One other issue raised by Great Asian, that of lack of consideration for the Deeds
of Assignment, is completely unsubstantiated. The Deeds of Assignment uniformly
provide that the fifteen postdated checks were assigned to Bancasia for valuable
consideration. Moreover, Article 1354 of the Civil Code states that, Although the
cause is not stated in the contract, it is presumed that it exists and is lawful, unless the
debtor proves the contrary. The record is devoid of any showing on the part of Great
Asian rebutting this presumption. On the other hand, Bancasias Loan Section
Manager, Cynthia Maclan, testified that Bancasia paid Great Asian a consideration at
the discount rate of less than 24% of the face value of the postdated
checks.[21] Moreover, in its verified petition for voluntary insolvency, Great Asian
admitted its debt to Bancasia when it listed Bancasia as one of its creditors, an extrajudicial admission that Bancasia proved when it formally offered in evidence the
verified petition for insolvency.[22]The Insolvency Law requires the petitioner to
submit a schedule of debts that must contain a full and true statement of all his debts
and liabilities.[23] The Insolvency Law even requires the petitioner to state in his
verification that the schedule of debts contains a full, correct and true discovery of all
my debts and liabilities x x x.[24] Great Asian cannot now claim that the listing of
Bancasia as a creditor was not an admission of its debt to Bancasia but merely an
acknowledgment that Bancasia had sent a demand letter to Great Asian.
Great Asian, moreover, claims that the assignment of the checks is not a loan
accommodation but a sale of the checks. With the sale, ownership of the checks
passed to Bancasia, which must now, according to Great Asian, sue the drawers and
indorser of the check who are the parties primarily liable on the checks. Great Asian
forgets that under the Deeds of Assignment, Great Asian expressly undertook to pay
the full value of the checks in case of dishonor. Again, we reiterate that this obligation

of Great Asian is separate and distinct from its warranties as indorser under the
Negotiable Instruments Law.
Great Asian is, however, correct in saying that the assignment of the checks is a
sale, or more properly a discounting, of the checks and not a loan
accommodation.
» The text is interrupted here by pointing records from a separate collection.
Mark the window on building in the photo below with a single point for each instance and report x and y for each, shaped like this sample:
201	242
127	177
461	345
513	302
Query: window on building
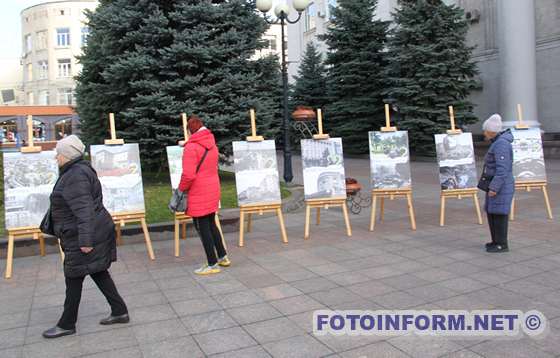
63	37
310	17
65	96
42	40
64	68
44	98
43	69
85	34
330	4
63	128
28	43
29	70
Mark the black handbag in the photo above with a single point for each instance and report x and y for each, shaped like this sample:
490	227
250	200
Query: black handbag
485	180
178	201
46	226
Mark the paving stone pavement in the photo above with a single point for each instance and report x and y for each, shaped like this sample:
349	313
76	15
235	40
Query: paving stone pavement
262	305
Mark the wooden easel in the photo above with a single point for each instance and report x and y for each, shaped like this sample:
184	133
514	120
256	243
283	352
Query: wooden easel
529	185
29	231
457	193
121	219
327	202
181	219
260	209
390	193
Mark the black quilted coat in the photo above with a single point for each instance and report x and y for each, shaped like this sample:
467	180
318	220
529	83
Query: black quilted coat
80	220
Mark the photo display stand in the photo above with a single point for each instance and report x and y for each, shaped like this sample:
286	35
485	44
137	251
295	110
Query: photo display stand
28	231
182	219
250	209
121	219
529	185
457	193
326	203
390	193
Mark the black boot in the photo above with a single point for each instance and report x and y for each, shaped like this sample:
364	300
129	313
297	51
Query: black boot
124	318
56	332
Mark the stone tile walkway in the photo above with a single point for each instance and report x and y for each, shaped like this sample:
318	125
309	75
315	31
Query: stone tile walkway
262	305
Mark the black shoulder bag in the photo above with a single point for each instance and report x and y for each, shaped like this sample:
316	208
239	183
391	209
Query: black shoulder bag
485	179
178	201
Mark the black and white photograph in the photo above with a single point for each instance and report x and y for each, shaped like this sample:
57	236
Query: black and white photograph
323	168
175	162
256	172
119	171
528	156
389	160
455	155
28	182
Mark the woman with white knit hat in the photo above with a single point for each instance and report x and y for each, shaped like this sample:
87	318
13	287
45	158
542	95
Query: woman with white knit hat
87	236
497	180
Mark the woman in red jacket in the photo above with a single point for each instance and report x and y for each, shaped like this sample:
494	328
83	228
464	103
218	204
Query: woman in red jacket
201	182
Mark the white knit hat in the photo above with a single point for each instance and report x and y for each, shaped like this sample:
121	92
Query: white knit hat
70	147
493	124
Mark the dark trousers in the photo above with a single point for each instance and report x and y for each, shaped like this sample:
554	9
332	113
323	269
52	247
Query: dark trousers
105	283
498	228
210	237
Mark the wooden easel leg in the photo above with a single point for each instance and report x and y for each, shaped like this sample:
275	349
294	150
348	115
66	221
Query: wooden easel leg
118	230
477	207
42	250
61	251
411	211
307	219
346	219
373	214
176	237
147	238
10	257
442	211
249	222
547	202
241	227
282	226
184	230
However, it is precisely because the transaction is a sale or a
discounting of receivables, embodied in separate Deeds of Assignment, that the
relevant provisions of the Civil Code are applicable and not the Negotiable
Instruments Law.
At any rate, there is indeed a fine distinction between a discounting line and a loan
accommodation. If the accounts receivable, like postdated checks, are sold for a
consideration less than their face value, the transaction is one of discounting, and is
subject to the provisions of the Financing Company Act. The assignee is immediately
subrogated as creditor of the accounts receivable. However, if the accounts receivable
are merely used as collateral for the loan, the transaction is only a simple loan, and the
lender is not subrogated as creditor until there is a default and the collateral is
foreclosed.
In summary, Great Asians four contracts assigning its fifteen postdated checks to
Bancasia expressly stipulate the suspensive condition that in the event the drawers of
the checks fail to pay, Great Asian itself will pay Bancasia. Since the common
condition in the contracts had transpired, an obligation on the part of Great Asian
arose from the four contracts, and that obligation is to pay Bancasia the full value of
the checks, including the stipulated penalty and attorneys fees.
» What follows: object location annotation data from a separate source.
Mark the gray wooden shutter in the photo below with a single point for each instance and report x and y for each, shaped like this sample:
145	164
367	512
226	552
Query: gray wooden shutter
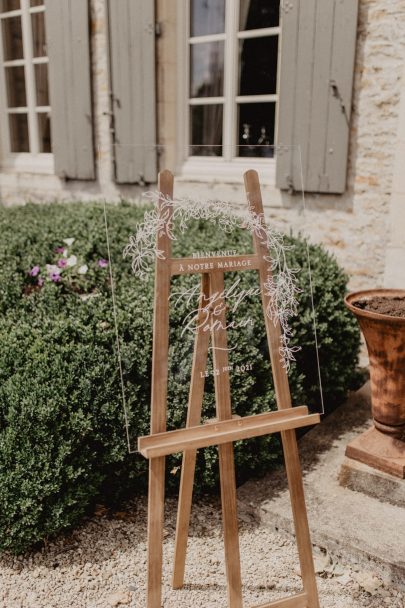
132	61
67	30
316	78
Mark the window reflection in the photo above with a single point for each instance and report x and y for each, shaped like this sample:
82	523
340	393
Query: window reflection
256	129
207	69
207	17
258	66
41	84
44	132
38	34
19	140
206	129
12	38
15	85
9	5
255	14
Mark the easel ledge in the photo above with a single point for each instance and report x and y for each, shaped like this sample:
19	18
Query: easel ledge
226	431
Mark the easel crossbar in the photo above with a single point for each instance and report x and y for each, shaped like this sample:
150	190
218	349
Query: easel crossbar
226	431
295	601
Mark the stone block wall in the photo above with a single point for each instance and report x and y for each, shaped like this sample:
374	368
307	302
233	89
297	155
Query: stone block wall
359	227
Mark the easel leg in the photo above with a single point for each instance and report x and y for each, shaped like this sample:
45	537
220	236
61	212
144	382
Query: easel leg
226	456
155	530
230	523
293	467
189	457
Third Issue: The liability of surety Tan Chong Lin
Tan Chong Lin, the President of Great Asian, is being sued in his personal
capacity based on the Surety Agreements he signed wherein he solidarily held himself
liable with Great Asian for the payment of its debts to Bancasia. The Surety
Agreements contain the following common condition:
Upon failure of the Principal to pay at maturity, with or without demand, any of the
obligations above mentioned, or in case of the Principals failure promptly to respond
to any other lawful demand made by the Creditor, its successors, administrators or
assigns, both the Principal and the Surety/ies shall be considered in default and the
Surety/ies agree/s to pay jointly and severally to the Creditor all outstanding
obligations of the Principal, whether due or not due, and whether held by the Creditor
as Principal or agent, and it is agreed that a certified statement by the Creditor as to
the amount due from the Principal shall be accepted by the Surety/ies as correct and
final for all legal intents and purposes.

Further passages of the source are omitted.